# File Transfer in AWS S3 by AWS Cli and File Storage by Hive Tables Using Athena
Author: Yuan Huang

## Introduction
This notebook consists of two sections. The first section discussed how to transfer files between s3 folders using AWS cli. it also includes the procedures to save the log files during the file transfer and compare the file names between the soruce and destination file folders to make sure all the files in source s3 folders are transferred to the destination folder.

The second section is related to file storage. AWS s3 is commonly used for file storage. Together with other AWS services, it can be seamlessly integrated with other big data technologies, including presto query and spark. AWS athena supports a subset of presto functions for querying big volume of data. In addition, Athena provides the functions to establish hive tables that projects the table schema to s3 files in various data formats, including csv, gzip and parquet. This notebook will show scripts to create hive tables using AWS athena. In addition, AWS GLUE can also be used to gether the table catelogue information.

## 1. s3 file transfer
### 1a. File transfer by AWS cli
#### 1. to transfer all files from one directory to another directory
```
aws s3 cp source_folder dest_folder --recursive --profile (aws profile of the destination s3 bucket)
```
#### 2. to transfer individual files:
```
aws s3 cp source_file dest_file --profile (aws profile of the destination file)
```

### 1b. Using shell script with log files for the transfer of large volumes of s3 files
Log files will provide important information on file transfer and help to find the missing files during the transfer. In addition, when large volumes of files are transferred, it is better to do the file transfer in the backgroud. Therefore, it is a common practice to use shell scripts for file transfer and output the script execution information in a log file. The following procedure can be used for such a data transfer:
#### 1. create the shell script for file transfer:

The following is the shell script file：
```
#!/usr/bin/bash

# To copy an entire directory to another directory
aws s3 cp source_folder dest_folder --recursive --profile (aws profile of the destination s3 bucket)

# To copy an individual file to another file
aws s3 cp source_file dest_file --profile (aws profile of the destination file)
```
#### 2. save the shell file as abc.sh
#### 3. cd to the folder containing abc.sh, and run the following shell commands:
```
chmod 755 abc.sh
nohup ./abc.sh > output_log.txt &
```
By doing this, large volumes of files are transferred in the background of the server. You can log off the server without impactig the file transfer process.

#### 4. check the output_log.txt for the log files of the file transfer. 
The common error messages include:"access_denied", "no such file or directory", "copy failed:", and "fatal error: could not connect to the endpoint URL:". You can use grep to check if these error messages are presented in the log files. 


### 1c.
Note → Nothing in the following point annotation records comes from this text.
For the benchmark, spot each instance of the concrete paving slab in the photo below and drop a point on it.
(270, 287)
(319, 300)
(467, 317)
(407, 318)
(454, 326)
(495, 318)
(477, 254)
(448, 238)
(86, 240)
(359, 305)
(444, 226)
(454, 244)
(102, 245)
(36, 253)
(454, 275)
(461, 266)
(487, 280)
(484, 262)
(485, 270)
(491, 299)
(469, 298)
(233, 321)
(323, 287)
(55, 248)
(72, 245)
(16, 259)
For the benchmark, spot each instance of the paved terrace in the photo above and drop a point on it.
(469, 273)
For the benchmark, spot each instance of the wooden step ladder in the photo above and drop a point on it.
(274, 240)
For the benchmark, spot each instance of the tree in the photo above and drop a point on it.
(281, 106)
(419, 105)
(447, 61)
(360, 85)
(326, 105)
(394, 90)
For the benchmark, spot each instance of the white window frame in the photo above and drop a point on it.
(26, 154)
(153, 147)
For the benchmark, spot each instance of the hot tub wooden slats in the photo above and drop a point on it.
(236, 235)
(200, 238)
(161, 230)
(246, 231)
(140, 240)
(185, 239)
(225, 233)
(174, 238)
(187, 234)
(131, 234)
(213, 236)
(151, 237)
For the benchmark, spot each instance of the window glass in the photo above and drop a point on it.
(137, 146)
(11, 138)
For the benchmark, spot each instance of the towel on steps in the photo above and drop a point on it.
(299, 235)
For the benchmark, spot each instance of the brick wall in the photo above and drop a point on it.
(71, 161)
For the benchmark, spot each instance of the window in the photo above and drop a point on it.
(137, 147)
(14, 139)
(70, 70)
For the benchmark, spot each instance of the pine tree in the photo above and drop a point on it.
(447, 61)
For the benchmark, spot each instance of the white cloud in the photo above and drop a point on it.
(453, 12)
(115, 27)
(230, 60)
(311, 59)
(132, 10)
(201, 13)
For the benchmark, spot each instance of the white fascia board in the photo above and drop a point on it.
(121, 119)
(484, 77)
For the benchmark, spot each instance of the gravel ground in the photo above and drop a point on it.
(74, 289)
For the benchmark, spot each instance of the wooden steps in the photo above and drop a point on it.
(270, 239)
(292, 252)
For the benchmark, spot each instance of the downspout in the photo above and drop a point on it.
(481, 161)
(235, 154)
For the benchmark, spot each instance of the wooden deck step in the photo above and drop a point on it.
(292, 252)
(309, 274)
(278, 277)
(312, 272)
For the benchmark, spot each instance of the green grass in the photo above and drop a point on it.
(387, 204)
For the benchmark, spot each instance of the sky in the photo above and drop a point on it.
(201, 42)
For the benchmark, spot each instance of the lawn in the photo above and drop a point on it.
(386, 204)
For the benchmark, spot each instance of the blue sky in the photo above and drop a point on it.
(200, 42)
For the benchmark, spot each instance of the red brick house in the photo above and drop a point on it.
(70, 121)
Comparing file names between source and destination s3 folders
After s3 files are transferred from source to destination folders, it will be useful to compare the file names in the soruce and destination folders, and make sure the file names contained in these folders are consistent.
This procedure first outputs the file names in source and destination s3 folders to source_file.txt and dest_file.txt, respectively, and then compares the contents of these two files to find out which files are missing:     
```
aws s3 ls $source --recursive | awk '{$1=$2=$3="";print $0}' | sed 's/^[ \t]*//' | sort > source_file.txt
aws s3 ls $dest --recursive | awk '{$1=$2=$3="";print $0}' | sed 's/^[ \t]*//' | sort > dest_file.txt
echo $(diff source_file.txt dest_file.txt)
```

### 1d. Computing size of all the files in a s3 folder
```
aws s3 ls s3_folder --recursive | awk 'BEGIN {total=0} {total+=$3} END {print total/1024/1024" MB"}'
```

## 2. File storage and query 
It is a common case that huge volumes of s3 files are stored in one s3 folder. These s3 files are stored in a consistent format, such as csv, gzip, json, or parquet, and all these s3 files have a consistent schema. Therefore, all s3 files contained in the same s3 folder can be treated as a huge data table. In AWS, athena and GLUE can be used to define and establish such data tables based on these s3 files. After such tables are established, big data techniques such as presto query and spark can be used to query and manipulate the big data in these tables.
### 2a. build hive tables in Athena using boto3:



In [4]:
table_sql = """
CREATE EXTERNAL TABLE IF NOT EXISTS table_name (
`id` int,
`name` string,
`quantity` bigint,
`percentage` double,
`cost` float
)
ROW FORMAT SERDE 'org.apache.hadoop.hive.serde2.lazy.lazySimpleSerDe'
WITH SERDEPROPERTIES(
  'serialization.format' = ',',
  'field.delim' = ','
) LOCATION 's3://bucket/gz folder/'
TBLPROPERTIES ('has_encrypted_data'='false');
"""

parquet_sql = """
CREATE TABLE IF NOT EXISTS table_name
WITH (
  external_location = 's3://bucket/parquet_folder',
  format = 'PARQUET',
  parquet_compression = 'SNAPPY',
  partitioned_by = ARRAY['protein']
) AS SELECT * FROM
gzip_partitioned_table;
"""

In [None]:
import boto3
import os

aws_access_key = os.getenv("AWS_ACCESS_KEY")
aws_secret_access_key = os.getenv("AWS_SECRET_KEY")
region = os.getenv("AWS_REGION")
staging_dir = os.getenv("AWS_STAGING_DIR")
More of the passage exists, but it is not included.